Looking at death and illness rates is a difficult task, but it is important for an ontological discussion: life, death, illness and hospitalization sit at the heart of human ontology. My worry for children now is that we have expanded the death, illness, and hospitalization data in our minds to such a fever that we are living now in a new American ontology of fear. This is an American and somewhat worldwide ontology different, in many ways, from our previous ontology (for example, in 1968), in which we balanced the scales toward policy and practices that were more fearless, and more targeted. Yes, the Hong Kong flu and Covid 19 are different; yes, Covid 19 is more dangerous, but still, we felt less abject fear in 1968, we feel more fear now to such an extent that the fear, not the disease, is controlling a lot of our Covid Response.
My job is not to change your mind about how you handle Covid 19; my job is to raise questions for you at deep levels, questions on which child development and health depend, I believe.
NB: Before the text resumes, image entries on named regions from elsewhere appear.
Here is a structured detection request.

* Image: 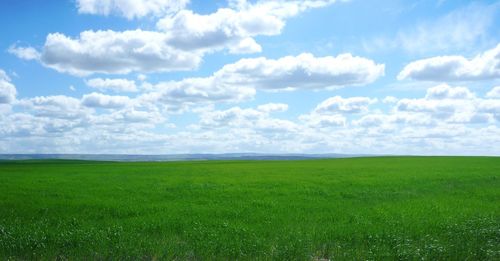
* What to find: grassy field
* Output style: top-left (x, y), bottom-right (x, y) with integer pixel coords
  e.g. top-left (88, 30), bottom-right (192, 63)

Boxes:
top-left (0, 157), bottom-right (500, 260)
If you have seen the ontology of fear rule decisions in your own school districts, now is the time to ask (even despite rising cases): do we still want to paralyze our schools and economy with the fear? I think everyone of us benefits from asking ourselves and our community this question, but especially people with children in school have a stake in begging our communities to take on a more child-friendly approach to our ontological dilemma.
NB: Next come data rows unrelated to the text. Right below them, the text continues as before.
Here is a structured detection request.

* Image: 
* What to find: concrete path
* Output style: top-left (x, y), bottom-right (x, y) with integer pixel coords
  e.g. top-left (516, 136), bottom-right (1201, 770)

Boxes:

In this context, the United Nations, the World Health Organization, and thousands of public health experts from around the world have signed the Great Barrington Declaration. It implores governments and communities to protect our most vulnerable people with new therapeutics, mask wearing, and other strategies including rapid development of vaccines, but meanwhile, only to use school closure for very brief periods in local hot spots, not as a national or statewide strategy. The authors of the Declaration base their new logic on the “social and economic disruptions” that are so severe now, the “cure” inherent in our fear-based Covid Response has become worse than the virus itself.
For your community and school district meetings, here are specific questions to ask leaders:
Do the death, serious illness, and hospitalization numbers really justify what we are doing as a nation, or as a city or town?
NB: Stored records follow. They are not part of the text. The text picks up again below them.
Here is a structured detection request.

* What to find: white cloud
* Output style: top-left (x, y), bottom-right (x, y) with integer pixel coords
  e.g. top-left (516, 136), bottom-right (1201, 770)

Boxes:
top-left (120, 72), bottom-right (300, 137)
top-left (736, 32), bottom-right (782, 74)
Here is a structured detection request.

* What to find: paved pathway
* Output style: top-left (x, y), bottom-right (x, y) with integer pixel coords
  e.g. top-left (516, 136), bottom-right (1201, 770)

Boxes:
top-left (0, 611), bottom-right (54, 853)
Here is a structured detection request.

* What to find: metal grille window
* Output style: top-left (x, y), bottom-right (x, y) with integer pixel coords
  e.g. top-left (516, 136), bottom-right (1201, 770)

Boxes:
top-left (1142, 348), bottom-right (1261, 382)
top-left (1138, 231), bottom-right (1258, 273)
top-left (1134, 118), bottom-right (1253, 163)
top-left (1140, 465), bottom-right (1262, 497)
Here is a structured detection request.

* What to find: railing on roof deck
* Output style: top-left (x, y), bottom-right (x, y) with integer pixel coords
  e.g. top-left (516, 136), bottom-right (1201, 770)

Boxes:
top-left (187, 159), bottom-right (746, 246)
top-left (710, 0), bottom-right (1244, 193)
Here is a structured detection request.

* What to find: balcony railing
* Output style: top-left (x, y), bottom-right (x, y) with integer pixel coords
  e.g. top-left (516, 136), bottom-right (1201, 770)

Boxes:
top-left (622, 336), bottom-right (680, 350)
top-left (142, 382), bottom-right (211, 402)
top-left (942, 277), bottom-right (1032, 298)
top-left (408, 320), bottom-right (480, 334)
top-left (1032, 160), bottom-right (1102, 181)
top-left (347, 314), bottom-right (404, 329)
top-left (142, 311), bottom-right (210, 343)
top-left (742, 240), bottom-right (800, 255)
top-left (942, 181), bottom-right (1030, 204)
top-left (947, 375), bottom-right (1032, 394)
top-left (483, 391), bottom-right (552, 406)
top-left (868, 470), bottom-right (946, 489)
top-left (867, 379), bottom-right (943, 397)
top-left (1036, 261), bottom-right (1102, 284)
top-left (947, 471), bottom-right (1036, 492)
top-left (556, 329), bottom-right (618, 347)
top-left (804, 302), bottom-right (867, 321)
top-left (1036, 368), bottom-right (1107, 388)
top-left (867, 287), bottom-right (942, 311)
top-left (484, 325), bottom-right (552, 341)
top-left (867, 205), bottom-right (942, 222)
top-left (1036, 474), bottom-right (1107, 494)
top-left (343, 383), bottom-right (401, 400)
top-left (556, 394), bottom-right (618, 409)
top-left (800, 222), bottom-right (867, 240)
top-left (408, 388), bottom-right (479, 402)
Are we sure our school district should be as afraid of Covid 19 as it is?
Should we deny 50 million school children a normal life, good schooling, sports, grace, connection, and a happy and successful life?
Should we condemn the economically disadvantaged in our population (approximately 30 – 40% of America as a whole) to unemployment, underemployment, and familial, traumatic stress?
Especially given the fact that Covid 19 will be with us for years, isn’t it time to look at other less options than our present Covid Response?
Ontology, Trauma, and Mental Health
An ontology of fear affects a national and local mind in part because of death and disease, but also, in part, because of a promised cure. “We know what we are doing to our kids is bad,” we might say or think, “and also it’s bad for the lower half of our socio-economic system, but we’ll keep living this way until January when we get a vaccine.” A vaccine will no doubt be welcome, but flu vaccines are only about 50% effective. A Covid vaccine will not constitute a panacea. People will still contract and die of Covid 19 and then of other future viruses. Unless we grapple with the ontology of fear now, we will live in at least partial self-destruct mode through this January, then April, June, September…and onward.
As we struggle over ontological questions, it is important to note: the U.S. Covid death and serious illness rates are higher than in other nations’ in large part because Japan’s, China’s, Taiwan’s, Korea’s average BMI are under 10 points–America’s is around 35. The Covid 19 virus statistically favors obesity-weakened genetic, immune and physiologic systems. We as a nation must look at what we eat and many of our other habits so that we can become healthier.
But still, even accounting for American vulnerability, 99% of Americans will not be harmed by this disease, while many more will be harmed mentally, emotionally, and even physically by our present Covid Response. To dig deeper into these latter harm numbers, we need to look at under-resourced families and communities first, including the disabled, people of color, men, women, children in whose homes and communities the devastation created by our ontology of fear now includes these trauma responses:
- Severely Increased Unemployment (real unemployment in the U.S. is hovering at or near 25%)
- Increased Suicide
- Significant Educational Distress and Failure
- Hidden Child and Domestic Abuse
- Increased Poverty
- Increased Crime
- Hidden Sexual Abuse
- Substance Abuse Increases
- Alcohol Abuse Increases
- More Deaths of Despair (from isolation, both among the elderly who cannot see loved ones and among the general population, as well)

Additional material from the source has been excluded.